There is no code optimisation here and the main algorithm is
unchanged, so this is just moving of code from 1 function to multiple
functions. However it makes the next commit easier to understand as
we're not trying to see a delta mixed in with restructuring.
An unexpected consequence however of making the variables local to
their blocks is that it also speeds up the code.

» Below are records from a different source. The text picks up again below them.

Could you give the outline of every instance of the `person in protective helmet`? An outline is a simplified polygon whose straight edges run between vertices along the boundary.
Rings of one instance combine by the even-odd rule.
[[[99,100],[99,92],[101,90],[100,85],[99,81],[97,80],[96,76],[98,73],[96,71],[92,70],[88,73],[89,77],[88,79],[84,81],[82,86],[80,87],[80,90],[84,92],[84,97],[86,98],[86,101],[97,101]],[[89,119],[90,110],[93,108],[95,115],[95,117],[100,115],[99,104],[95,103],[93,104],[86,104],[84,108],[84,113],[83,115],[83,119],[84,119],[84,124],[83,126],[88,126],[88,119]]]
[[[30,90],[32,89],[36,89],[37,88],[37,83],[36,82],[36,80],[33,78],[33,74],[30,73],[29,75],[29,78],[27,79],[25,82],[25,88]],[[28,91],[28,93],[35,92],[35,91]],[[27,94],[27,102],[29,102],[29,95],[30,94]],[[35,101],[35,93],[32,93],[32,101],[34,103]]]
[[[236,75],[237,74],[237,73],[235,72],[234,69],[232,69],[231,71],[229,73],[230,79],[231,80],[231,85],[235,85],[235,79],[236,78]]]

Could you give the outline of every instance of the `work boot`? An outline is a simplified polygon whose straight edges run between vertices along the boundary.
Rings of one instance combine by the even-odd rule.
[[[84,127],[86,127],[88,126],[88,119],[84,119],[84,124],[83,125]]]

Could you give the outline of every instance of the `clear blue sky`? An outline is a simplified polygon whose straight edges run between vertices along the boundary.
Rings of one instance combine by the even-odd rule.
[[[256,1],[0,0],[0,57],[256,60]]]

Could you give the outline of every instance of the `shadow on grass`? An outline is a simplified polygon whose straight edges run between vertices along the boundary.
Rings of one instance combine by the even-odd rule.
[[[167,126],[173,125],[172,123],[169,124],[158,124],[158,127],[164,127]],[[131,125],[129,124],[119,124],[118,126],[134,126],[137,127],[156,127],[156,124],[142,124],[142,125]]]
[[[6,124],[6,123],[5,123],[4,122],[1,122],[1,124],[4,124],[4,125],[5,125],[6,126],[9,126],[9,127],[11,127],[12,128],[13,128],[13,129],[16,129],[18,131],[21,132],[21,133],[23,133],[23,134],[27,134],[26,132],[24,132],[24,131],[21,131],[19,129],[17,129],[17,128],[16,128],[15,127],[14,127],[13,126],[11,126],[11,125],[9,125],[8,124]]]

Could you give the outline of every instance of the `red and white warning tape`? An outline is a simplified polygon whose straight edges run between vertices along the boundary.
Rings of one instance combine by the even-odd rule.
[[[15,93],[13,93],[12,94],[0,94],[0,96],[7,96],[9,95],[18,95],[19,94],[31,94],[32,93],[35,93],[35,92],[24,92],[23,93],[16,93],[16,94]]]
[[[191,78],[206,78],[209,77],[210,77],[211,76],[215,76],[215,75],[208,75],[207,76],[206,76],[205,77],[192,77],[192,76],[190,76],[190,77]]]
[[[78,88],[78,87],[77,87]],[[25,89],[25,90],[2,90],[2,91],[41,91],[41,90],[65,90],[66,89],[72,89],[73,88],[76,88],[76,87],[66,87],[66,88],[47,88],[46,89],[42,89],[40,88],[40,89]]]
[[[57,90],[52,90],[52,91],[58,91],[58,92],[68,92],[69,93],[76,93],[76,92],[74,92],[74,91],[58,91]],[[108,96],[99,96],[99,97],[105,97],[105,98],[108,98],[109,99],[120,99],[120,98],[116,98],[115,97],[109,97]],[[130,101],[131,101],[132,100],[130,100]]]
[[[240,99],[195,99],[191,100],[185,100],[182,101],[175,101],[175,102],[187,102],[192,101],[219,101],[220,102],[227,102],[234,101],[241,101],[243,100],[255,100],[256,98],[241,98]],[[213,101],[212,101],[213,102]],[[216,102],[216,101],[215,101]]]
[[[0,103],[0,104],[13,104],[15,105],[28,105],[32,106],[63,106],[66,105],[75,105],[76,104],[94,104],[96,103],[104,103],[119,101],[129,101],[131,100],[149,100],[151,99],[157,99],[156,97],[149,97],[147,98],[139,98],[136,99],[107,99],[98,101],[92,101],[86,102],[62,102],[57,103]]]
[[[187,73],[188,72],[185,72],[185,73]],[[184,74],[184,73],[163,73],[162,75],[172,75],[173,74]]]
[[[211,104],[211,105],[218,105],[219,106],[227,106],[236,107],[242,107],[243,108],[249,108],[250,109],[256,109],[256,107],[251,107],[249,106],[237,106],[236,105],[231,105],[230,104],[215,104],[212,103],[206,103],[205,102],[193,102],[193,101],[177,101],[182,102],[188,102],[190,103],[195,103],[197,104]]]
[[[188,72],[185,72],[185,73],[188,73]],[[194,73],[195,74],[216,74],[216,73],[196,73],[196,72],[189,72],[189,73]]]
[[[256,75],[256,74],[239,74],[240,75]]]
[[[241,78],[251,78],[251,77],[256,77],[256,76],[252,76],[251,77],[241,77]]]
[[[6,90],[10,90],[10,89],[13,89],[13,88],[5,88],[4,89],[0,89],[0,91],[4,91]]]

The first step in separating this code into functions was simply
adding curly braces around each code segment and moving the
function-global variables into their respective blocks. The
before/after benchmarkjs on 100,000 lines of a multi-sample G1K VCF
are ("perf stat" cycle counts):
ORIG LOCALISED
gcc7 29335942870 27353443704
gcc13 31974757094 31452452908
clang13 31290989382 29508665020
Benchmarked again after moving to actual functions, but the difference
was tiny in comparison.)
This is the main meat of the VCF read speedup, following on from the
previous code refactoring. Combined timings on testing GNOMAD very
INFO heavy single-sample file, a many-sample (approx 4000) FORMAT rich
file for different compilers, and the GIAB HG002 VCF truth set are:
INFO heavy (15-29% speedup) (34-39% speedup)
dev(s) PR(s) dev(s) PR(s)
clang13 6.29 5.34 2.84 1.85
gcc13 6.74 5.22 2.93 1.93
gcc7 7.96 5.65 3.25 1.98
FORMAT heavy (6-19% speedup) (18-22% speedup)
dev PR dev PR
clang13 9.17 8.58 5.45 4.48
gcc13 9.88 8.04 5.08 3.95
gcc7 9.12 8.33 4.87 3.98
GIAB HG002 (28-29% speedup) (33-37% speedup)
dev PR dev PR
clang13 12.88 9.30 5.12 3.29
gcc13 12.04 8.60 4.74 3.19
gcc7 12.87 9.37 5.32 3.34
(Tested on Intel Xeon) Gold 6142 and an AMD Zen4 respectively)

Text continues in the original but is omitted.